Rabbaa’s attorney, John Dawson, called the lawsuit “a case of no good deed goes unpunished,” and Rabbaa said Halaby is trying to take advantage of him.

Rabbaa said he lost even more money than Halaby in their venture, which he said was bleeding $40,000 per month until Rabbaa shut it down in mid-2016.

Dawson said Rabbaa worked dutifully with the landlord’s representative to get a suitable tenant into the space, but nothing ever satisfied them. For example, he said, they took issue with Rabbaa rebranding the space as a sports bar without their consent, which Dawson characterized as a pretext to try to find Rabbaa in violation of the lease.

Rabbaa said he had ?$1 million invested in the property and didn’t want to walk away from his investment.

But that’s what he ultimately did, said Jason Hoffman, a Sacramento attorney representing the shopping center owners. Rabbaa, without giving notice, abandoned the property in a “midnight move out,” Hoffman said, taking equipment on which the landlords had liens to secure rent payments and leaving food to rot.

“He left the place a mess,” Hoffman said.

Dawson disputed that account, producing an email from Hoffman indicating the separation was “amicable.” Hoffman said that email preceded the discovery of the missing equipment.

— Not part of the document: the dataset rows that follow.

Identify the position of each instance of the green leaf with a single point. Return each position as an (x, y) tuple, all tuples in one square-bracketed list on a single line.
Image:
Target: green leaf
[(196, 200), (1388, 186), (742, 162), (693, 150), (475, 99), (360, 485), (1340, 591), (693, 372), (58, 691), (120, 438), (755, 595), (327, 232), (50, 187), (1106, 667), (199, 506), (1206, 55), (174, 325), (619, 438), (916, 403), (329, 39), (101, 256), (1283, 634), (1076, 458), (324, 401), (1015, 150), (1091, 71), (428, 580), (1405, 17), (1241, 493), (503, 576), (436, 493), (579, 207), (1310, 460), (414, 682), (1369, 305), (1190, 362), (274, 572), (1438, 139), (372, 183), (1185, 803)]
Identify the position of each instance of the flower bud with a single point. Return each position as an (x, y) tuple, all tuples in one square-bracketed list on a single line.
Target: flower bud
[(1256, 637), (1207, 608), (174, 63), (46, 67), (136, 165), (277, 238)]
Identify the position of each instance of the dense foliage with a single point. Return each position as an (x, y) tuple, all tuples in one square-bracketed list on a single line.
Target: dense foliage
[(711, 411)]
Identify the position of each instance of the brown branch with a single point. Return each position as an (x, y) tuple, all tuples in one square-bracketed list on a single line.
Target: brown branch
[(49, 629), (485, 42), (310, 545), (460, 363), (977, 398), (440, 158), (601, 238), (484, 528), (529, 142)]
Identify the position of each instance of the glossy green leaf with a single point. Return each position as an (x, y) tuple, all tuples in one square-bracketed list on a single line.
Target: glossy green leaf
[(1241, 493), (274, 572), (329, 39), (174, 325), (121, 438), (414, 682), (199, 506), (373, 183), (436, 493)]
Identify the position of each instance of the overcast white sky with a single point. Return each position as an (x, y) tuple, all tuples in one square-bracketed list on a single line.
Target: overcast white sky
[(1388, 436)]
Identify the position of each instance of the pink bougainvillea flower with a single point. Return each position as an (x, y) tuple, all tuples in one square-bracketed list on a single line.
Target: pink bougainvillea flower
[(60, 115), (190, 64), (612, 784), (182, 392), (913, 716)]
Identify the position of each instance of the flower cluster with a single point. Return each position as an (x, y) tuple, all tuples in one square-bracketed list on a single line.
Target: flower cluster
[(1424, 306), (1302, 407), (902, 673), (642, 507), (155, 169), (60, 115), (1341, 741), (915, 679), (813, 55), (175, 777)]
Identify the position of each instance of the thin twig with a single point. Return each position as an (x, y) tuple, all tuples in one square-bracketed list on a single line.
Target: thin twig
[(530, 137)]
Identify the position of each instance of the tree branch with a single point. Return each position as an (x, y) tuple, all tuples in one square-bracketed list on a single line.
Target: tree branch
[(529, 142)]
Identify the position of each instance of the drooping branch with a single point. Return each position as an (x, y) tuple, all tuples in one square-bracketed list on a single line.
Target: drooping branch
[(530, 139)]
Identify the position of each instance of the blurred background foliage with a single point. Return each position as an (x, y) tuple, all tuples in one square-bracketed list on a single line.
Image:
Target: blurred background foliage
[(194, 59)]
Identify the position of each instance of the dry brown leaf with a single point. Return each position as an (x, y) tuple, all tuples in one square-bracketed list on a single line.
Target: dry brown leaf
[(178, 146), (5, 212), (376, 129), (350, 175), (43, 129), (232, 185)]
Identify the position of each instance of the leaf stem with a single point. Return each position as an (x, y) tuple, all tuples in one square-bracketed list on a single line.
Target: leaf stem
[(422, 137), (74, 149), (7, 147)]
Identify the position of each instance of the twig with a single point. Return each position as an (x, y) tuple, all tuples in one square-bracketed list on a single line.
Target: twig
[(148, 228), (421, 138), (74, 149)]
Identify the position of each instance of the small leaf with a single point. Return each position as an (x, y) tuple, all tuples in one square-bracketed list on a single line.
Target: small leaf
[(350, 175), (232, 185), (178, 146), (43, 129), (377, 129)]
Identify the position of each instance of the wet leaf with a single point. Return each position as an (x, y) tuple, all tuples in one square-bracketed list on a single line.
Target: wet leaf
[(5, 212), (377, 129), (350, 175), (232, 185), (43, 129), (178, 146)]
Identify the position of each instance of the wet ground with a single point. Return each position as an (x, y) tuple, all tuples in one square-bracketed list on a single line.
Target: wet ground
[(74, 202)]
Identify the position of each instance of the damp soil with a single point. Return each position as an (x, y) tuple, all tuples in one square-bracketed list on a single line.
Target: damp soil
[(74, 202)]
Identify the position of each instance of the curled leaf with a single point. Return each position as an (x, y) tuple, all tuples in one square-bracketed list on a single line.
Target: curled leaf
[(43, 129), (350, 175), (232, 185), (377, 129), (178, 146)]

Another email from a Eureka-based property management group, The Carrington Co., made it clear the landlord “reserves all rights under the terms and conditions of the lease, including, but not limited to, recovery of damages for future rent.” Hoffman declined to say if that was the landlord’s intent, and no one from the property management firm could be reached for comment.

As for the concession stand, the lease was up at the end of 2016 and Rabbaa chose not to renew it, said Bert Whitaker, Regional Parks operations manager. The park is in the process of looking for a new operator and just released a request for proposals.

Because of the change, there will likely be a delay in the opening of the concession stand, which typically began weekend operations before Memorial Day and opened daily for the rest of the summer, he said.

It’s unlikely a new operator will be able to get up and running before June, he said, especially if time is needed to obtain a liquor license.

“It might be BYOB for the first part of the summer,” Whitaker said.

The new concession contract will not involve the rental of watercraft, as Rabbaa’s had. That function will be managed by parks staff going forward, Whitaker said.